Deputy Smith claims that it will take too long to develop any potential find offshore in Ireland to assist with supply:

The climate action plan clearly shows that 30% of electricity will come from Gas in 2030. Corrib will have almost run out by then so that 30% needs to be found somewhere. Average global time is 7 years to market but even if it did take 10 years it would still be perfect timing. The reality is a new discovery and tieback into Corrib would be 5 years or less. For oil it would be 5-10 years in the Deepwater areas but again in the context of the transition that is small scale given every reasonable projection of oil demand in the world shows that oil usage in 2050 will be anywhere from 50% of current demand to over 100%. So even from 2025 or 2030 that is 20-25 years when the industry can help Ireland fund the transition.

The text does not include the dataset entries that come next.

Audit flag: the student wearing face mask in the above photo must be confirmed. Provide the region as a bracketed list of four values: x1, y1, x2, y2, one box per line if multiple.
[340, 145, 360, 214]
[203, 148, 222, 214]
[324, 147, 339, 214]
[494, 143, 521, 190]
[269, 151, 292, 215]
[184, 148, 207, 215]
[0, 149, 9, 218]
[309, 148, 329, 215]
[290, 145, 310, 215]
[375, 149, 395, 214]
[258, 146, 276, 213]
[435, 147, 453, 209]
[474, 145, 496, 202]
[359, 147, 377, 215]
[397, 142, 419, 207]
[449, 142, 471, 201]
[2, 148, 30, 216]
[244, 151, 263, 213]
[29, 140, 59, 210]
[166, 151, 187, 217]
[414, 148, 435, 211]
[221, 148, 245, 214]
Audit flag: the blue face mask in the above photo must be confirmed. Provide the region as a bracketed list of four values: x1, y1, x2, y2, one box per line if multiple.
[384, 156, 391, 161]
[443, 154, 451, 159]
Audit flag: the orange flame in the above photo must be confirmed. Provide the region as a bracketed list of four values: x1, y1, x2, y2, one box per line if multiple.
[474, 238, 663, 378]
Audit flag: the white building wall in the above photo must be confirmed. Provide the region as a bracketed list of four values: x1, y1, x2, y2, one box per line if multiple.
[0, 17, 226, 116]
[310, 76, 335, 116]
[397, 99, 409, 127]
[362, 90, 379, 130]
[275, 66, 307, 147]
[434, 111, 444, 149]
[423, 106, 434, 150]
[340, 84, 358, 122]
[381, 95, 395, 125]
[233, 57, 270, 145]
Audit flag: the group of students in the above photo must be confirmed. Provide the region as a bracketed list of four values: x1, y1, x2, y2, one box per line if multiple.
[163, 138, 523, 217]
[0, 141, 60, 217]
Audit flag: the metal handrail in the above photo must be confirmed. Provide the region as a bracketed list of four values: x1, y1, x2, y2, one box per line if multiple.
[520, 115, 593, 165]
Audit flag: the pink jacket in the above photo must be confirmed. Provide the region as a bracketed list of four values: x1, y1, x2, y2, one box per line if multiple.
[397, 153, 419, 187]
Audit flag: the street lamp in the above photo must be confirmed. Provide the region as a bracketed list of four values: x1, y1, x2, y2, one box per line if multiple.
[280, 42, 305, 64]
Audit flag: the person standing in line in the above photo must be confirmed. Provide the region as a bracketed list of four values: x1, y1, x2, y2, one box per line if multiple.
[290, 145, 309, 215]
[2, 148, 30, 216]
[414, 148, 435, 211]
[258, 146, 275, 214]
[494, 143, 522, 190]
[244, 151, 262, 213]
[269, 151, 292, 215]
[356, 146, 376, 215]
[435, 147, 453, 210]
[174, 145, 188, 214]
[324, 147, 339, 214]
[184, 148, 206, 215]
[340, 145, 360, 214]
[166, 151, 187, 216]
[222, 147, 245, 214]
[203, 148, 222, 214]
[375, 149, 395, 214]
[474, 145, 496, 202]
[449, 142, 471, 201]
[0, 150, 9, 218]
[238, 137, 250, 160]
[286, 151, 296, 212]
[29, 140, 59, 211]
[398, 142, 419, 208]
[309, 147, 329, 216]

The Kinsale Head gas field took less than 8 years from discovery to production. It was the first commercial Irish offshore development, requiring construction and installation of two platforms and a pipeline infrastructure and took place more than 40 years ago (discovery well completed 1971, production started 1978) since when production technology have moved on very significantly.

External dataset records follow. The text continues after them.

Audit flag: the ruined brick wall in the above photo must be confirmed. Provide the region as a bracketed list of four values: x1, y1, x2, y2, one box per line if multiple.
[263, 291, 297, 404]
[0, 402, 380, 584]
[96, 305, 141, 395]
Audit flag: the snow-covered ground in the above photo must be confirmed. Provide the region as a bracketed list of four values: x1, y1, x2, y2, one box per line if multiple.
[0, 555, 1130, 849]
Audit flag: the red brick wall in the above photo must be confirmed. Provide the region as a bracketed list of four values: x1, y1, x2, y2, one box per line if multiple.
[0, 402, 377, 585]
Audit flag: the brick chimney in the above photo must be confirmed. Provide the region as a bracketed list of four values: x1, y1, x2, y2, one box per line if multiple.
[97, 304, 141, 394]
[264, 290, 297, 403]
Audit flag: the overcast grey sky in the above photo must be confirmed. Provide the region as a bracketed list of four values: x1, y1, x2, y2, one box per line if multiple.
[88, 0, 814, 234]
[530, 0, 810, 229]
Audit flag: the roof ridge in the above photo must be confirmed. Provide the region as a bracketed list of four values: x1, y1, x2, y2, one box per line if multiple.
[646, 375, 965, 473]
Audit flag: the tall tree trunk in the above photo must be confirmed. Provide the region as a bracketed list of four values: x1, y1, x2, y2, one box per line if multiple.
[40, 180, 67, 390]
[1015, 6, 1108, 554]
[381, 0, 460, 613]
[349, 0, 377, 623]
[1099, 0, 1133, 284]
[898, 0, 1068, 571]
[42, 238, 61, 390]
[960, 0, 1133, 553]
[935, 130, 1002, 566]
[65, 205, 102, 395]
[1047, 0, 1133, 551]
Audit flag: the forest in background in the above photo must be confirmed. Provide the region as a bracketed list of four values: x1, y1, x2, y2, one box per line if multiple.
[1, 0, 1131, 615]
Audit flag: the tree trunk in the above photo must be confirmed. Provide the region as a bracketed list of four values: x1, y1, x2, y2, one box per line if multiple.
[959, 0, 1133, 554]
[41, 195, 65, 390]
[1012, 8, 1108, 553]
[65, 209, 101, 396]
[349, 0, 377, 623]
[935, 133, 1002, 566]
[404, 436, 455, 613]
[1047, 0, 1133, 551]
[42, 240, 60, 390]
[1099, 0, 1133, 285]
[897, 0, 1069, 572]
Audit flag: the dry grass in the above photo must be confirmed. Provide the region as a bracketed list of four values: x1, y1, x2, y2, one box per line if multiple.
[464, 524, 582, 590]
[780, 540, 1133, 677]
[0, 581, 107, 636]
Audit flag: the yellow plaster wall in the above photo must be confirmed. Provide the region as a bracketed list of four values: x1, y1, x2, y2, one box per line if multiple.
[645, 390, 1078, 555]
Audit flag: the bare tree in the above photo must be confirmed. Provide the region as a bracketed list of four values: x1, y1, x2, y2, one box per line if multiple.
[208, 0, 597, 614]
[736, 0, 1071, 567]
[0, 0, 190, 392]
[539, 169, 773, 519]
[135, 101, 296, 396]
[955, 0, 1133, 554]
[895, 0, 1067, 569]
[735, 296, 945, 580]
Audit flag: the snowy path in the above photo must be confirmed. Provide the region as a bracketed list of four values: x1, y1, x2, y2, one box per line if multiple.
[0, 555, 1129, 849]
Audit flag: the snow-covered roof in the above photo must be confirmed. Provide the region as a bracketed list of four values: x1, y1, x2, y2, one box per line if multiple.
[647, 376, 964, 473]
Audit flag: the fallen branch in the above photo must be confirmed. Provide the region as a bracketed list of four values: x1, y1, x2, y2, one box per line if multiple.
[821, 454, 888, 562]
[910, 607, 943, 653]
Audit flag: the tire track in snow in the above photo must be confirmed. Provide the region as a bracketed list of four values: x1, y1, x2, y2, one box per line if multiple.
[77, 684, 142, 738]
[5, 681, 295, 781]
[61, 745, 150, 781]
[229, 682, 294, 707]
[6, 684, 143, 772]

A discovery close to existing infrastructure (e.g. close to Corrib) could be brought on stream very quickly and certainly much quicker than 10 years. This would especially be the case for a relatively small discovery.

Some examples of very large oil and gas discoveries coming on stream very rapidly include the following:

Jubilee Oil  Field (Ghana), 60 km offshore in 1.250 m water depth, 3 billion barrels, discovered in 2007 and started production in 2010.

Buzzard Oil Field (Outer Moray FIrth, offshore UK), 1.6 billion barrels, discovered 2001, started production in 2007.

Zohr Gas Field (Mediterranean, offshore Egypt), 30 Tcf of gas, discovered 2015, started production in 2017.

Deputy Smith claims that no challenges have been made by exploration companies on licences already declined by Government:

Bríd Smith continues to be deliberately misleading her fellow politicians and the general public on the issue that this Bill only concerns future licences. The inability to commercialise current licences by being allowed to convert to leases is the elephant in the room. Either that or she does not understand her own bill.

Not sure what 23 licences she is referring to exactly. An application fee for a licence round and the yearly fees companies pay on licences are 2 different things. If the state cancels a licence when then rent is being paid and then licence conditions are being met it would be surprising if there was not recourse.

A licence application being rejected for valid reasons, within the framework of the Act, is one thing.  Such a rejection would not stop an applicant going back to the drawing board and making a better application next time. This Bill would do something else entirely – it will prohibit new licenses entirely no matter how good or bad an application might be.  In general, an applicant has no expectation that his or her application will be granted so cannot claim on foot of a rejection – but that general rule applies where the decision-maker acts in good faith in each case, not where there is a blanket ban on new licences.

Assuming she means the instances where there were applications made for licensing options (or licences) under the competitive licensing rounds in these instances, where there were likely to have been competing bids for the same blocks and as such there were some unsuccessful bidders as such blocks could only be awarded to the winning bid as assessed by the Department.

This is standard practice globally and all companies bidding will have known the situation and there would be absolutely no expectation that application fees would be returned.

This is a completely difference situation to one in which the State might revoke a lease, licence, licensing option or other authorisation because of a ban imposed following the grant of the authorisation, or where there was a reasonable expectation that there would be an award of a lease to permit development.

It is also possible that she may be referring to situations where licensing options were not converted to licences for a variety of reasons. Again, this is a completely different situation to the one which would pertain in the event of the imposition of a ban by the State.

In either case the argument presented is a complete misrepresentation of the situation.